Clarke has no such regular chinks in his armour. Despite also suffering from chronic back issues, Pup has the footwork and the eye to deal with every type of delivery. He also plays for his team, as that 329 against India in Sydney demonstrated – It was a undefeated total, just 5 short of Sir Donald Bradman’s best and well within range of a slew of records. Clarke though eschewed all of them, instead declaring and giving his bowlers a decent shout of winning the game.

Which they duly did by an innings and 68 runs. That’s a more than ample margin and in hindsight Pup could have reasonably batted on for some time more.

And last night, still suffering from that back complaint, Clarke compiled a captain’s knock, 125 not out, to set the foundations for a team recovery, showing his colleagues how to progress. As I write this, he’s still out there, anchoring his team with 182 runs, more than twice as much as the next best. His role as always has been about his team – The individual stuff has just flowed out of that dedication to the national cause.

Watson by contrast has evidenced that the most prominent role he has out there is to bat for himself. He’s demonstrated this in his selfish use of the Decision Review System (DRS), notably wasting a review on a plumb LBW call against him in the 1st Australian innings of the 2nd Test. That was to prove costly as his batting partner Chris Rogers got out shortly thereafter and chose not to review a decision that would have been surely overturned.

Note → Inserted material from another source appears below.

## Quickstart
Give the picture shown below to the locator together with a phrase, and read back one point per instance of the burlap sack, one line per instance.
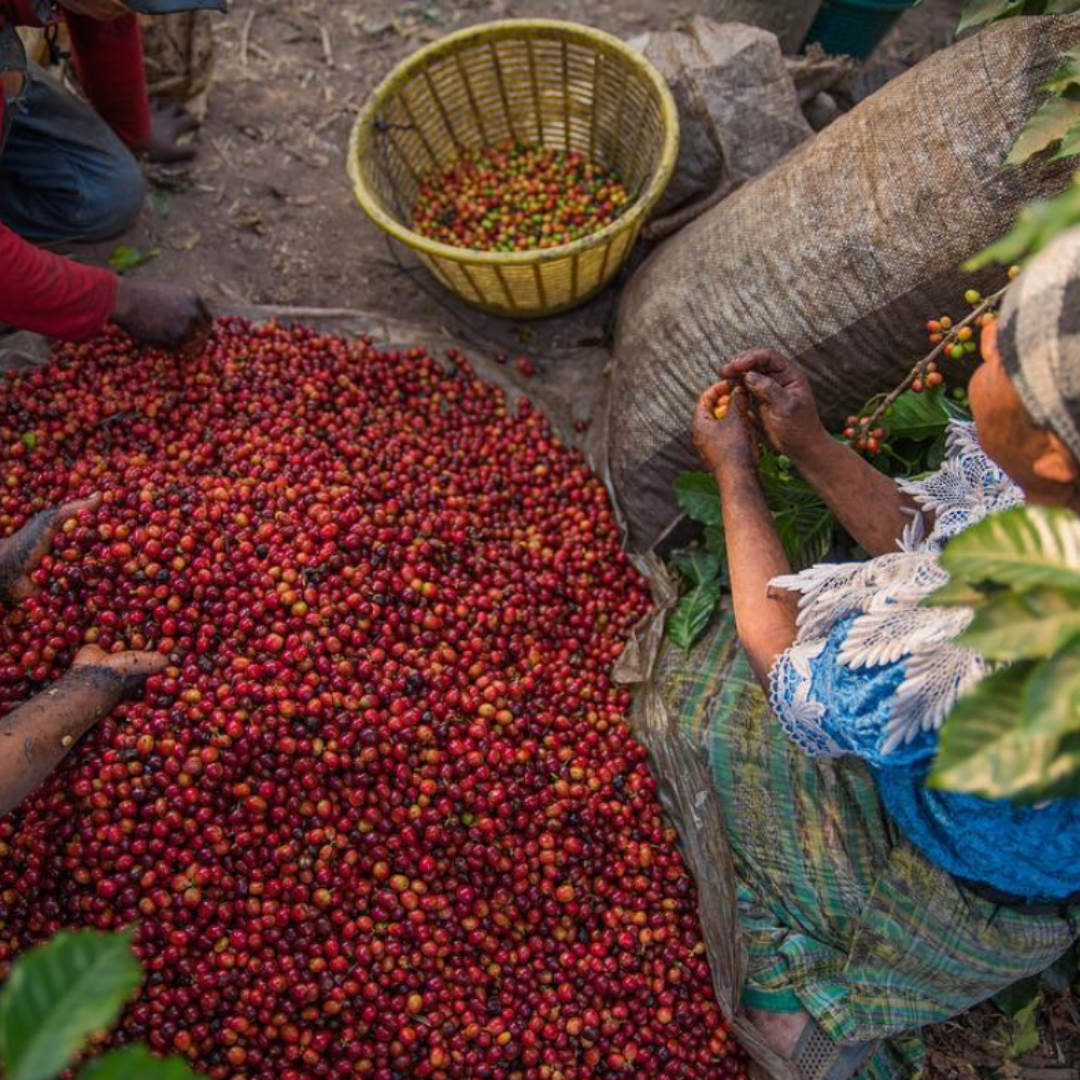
(739, 112)
(837, 256)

Yep, Shane Watson is a bit on the nose right now. Funnily enough he endorses a deodorant, Brut. It’s not the highest class of scent is the ol’ Brut. My only use of it was when I worked for an aquaculture venture and a tank of yabbies (freshwater crustaceans, wonderfully and scientifically known as Cherax destructor) lost its power supply for a weekend. This left a lot of dead yabbies and as each was taken out of the tank the foul smell began to reach unsurvivable levels.

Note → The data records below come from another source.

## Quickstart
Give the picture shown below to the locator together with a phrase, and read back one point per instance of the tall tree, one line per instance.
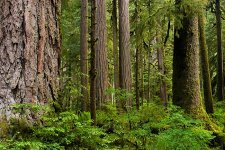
(220, 84)
(101, 54)
(137, 57)
(161, 69)
(115, 45)
(186, 85)
(93, 62)
(205, 66)
(29, 52)
(84, 54)
(124, 50)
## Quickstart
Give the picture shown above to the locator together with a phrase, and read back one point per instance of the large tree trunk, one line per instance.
(84, 55)
(124, 51)
(101, 54)
(161, 69)
(205, 66)
(186, 84)
(137, 56)
(93, 62)
(220, 84)
(29, 52)
(115, 45)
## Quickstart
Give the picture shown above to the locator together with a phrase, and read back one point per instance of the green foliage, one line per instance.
(153, 128)
(65, 130)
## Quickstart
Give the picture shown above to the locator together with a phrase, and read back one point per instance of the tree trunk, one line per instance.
(161, 69)
(101, 54)
(93, 62)
(205, 66)
(220, 84)
(137, 57)
(29, 52)
(84, 55)
(186, 84)
(124, 51)
(115, 45)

So we sprayed Brut throughout the room, seeking to drown the odour of dead yabby, much as the yabbies themselves had been drowned by un-oxygenated water.

We failed in a cloud of noxious horror. It turns out that rather than quell the smell of putrid shellfish, the Brut enhanced it, framing the vomit-inducing yabby stench with a slightly fruity and vomit-inducing cologne stench.

Shane Watson is not so much a rotting yabby though – He’s too big for that. Nope, Watto is more of your deceased whale washed up on shore, with nobody quite sure what to do with it. The whale clearly won’t listen to reason and it’s not going to take a hint, so sometimes you have to resort to more drastic measures:


Hard to see where this went wrong. The part where a highway engineer admitted that they didn’t know what they were doing is probably a good sign though that it was going to end with a chunk of whale crushing a car.

Ok, so obviously I’m not suggesting that somebody use 20 cases of dynamite to get Shane Watson out of the Australian Test cricket team. What could be done though is to take 20 cases of LBW decisions going against Watson, bury them on the leeward side and then see if that blows him all the way back to Australia.

LBW then, instead of being Leg Before Wicket, could stand for Little Bits of Whale.